Lake Hebron in Fall

Lake Hebron in Fall
Lake Hebron in Fall

November 26, 2016

First Snow

As children, we’d eagerly look to the skies
for that first real snow to fall, reading,
even then, the signs of snow in the air,
frosty mornings and the bitter chill of moist air
harboring those first flakes. And with our faces
pressed against the window, eager, we’d watch
those flakes form and fall, big flakes
sticking to everything, piling high, snowbound!
By bedtime, we knew what the morning held,
enough snow for boots and mittens and sleds
already pulled and dusted off from their summer slumber,
ready and waiting us and a winter storm, a day off from school,
and the big hill a-bustle with the neighborhood kids
racing down, scarves trailing in our wake,
and trudging back up, our mittens wet and dangling,
hats askew, snow-laden sleds dragged behind us.

But now, though we still remember frosty mornings
and the bitter chill of moist air,
we hope we’ve misread what we know we haven’t,
looking for yet another warm day in autumn.
We aren’t ready yet for the cold that bites at our core
even as we pull our hats down low and our collars up,
wondering why we stay, tired as we are of winter,
not joining the snowbirds’ southbound journey
to warmer climes, Florida and tropical breezes,
an umbrella’d drink and short sleeve shirts on a winter’s day.
Perhaps it’s because we again see that childish
face pressed against the glass, eager anticipation
looking through to a sunless sky, overcast and holding
the promise of snow and a neighborhood hill
a-bustle with our childhood selves racing down
and trudging back, snow laden, a day off to be young.

November 19, 2016

Predictions

The Farmers’ Almanac, unusually accurate,  
calls for a mild winter,
cold but above normal, snow, below normal,
except here, we know otherwise, we know the signs,
this warm November and the weeds up high,
the hornet’s nest, too, snow level,
and the woolly worms? more black than brown,
sure signs of winter’s cold and snow, nature knows;

but other signs point elsewhere,
as there was little fog in August;
the squirrels’ tails are scraggly and sparse
and few acorns to spare, the mice, too,
lean and quiet in the walls of home;
the fall colors are faded and mute
with ducks and geese hanging about,
in no rush to leave the lake, the fishing still good.

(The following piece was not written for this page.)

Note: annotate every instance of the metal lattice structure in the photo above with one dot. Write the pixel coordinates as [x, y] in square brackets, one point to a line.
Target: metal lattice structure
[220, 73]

Nevertheless, what we do know for sure
is weather, predictably unpredictable,
as changing and fleeting as nature can be,
as nature is, keeping us guessing, looking
at the signs and making predictions as best we can,
readying ourselves still for the season ahead,
snow and cold, or not, in spite of signs,
readying ourselves for winter.

November 12, 2016

At Home Now (a prose poem)

At home now, here where I live at the lake, it’s raining, that cold rain of autumn leading into winter’s snow. And a rainy day at home is time spent inside, “sweater weather,” staying warm by a fire, a hot cup of coffee, or cocoa, rich and chocolaty, warming my spirits; and a good book, no Nook or Kindle on a rainy day inside, but paper, paper pages thumbed and turned, dog-eared, or chest-pressed in dozing off. A lullaby of rain falls on the roof, beats time on the windows, and the comfort of a fire-warmed room closes my eyelids and raises gentle snoring, snores bred in dozing off on a rainy day spent inside: the slow life of settling into the winter snow approaching.

November 5, 2016

On Turning Twenty - Again - Maybe

The whole idea of it makes me feel,
well, like maybe I could start over,
take the “do-over” for the bad moves I’ve made,
those bad rolls of the dice landing
on “lose a turn”, “go back two squares”,
“go to jail, directly to jail, do not pass go,”
severe consequences for the choices I made,
or perhaps just a bottle spun to plain Jane ugly,
the wrong truth or dare revealed.

I do have my regrets, I admit,
options calculated and, taken, suffering the effects,
opportunities missed and swearing to do things
differently if given another chance, I promise,
hindsight’s teaching in the “do-overs” of life.

They tell me, though, I can’t go back;
no “do-overs” for grown-ups,
take what you can get, deal with it,
and I have dealt with it, had no choice,
but if I could take the “do-over,”
I think I would - second chances,
different roads, different choices,
different making all the difference.

But then, knowing what I know now,
would I dare risk it for something unknown,
a different life I can only imagine?
Would I risk it, if I could?

Is the “do-over” always the best choice?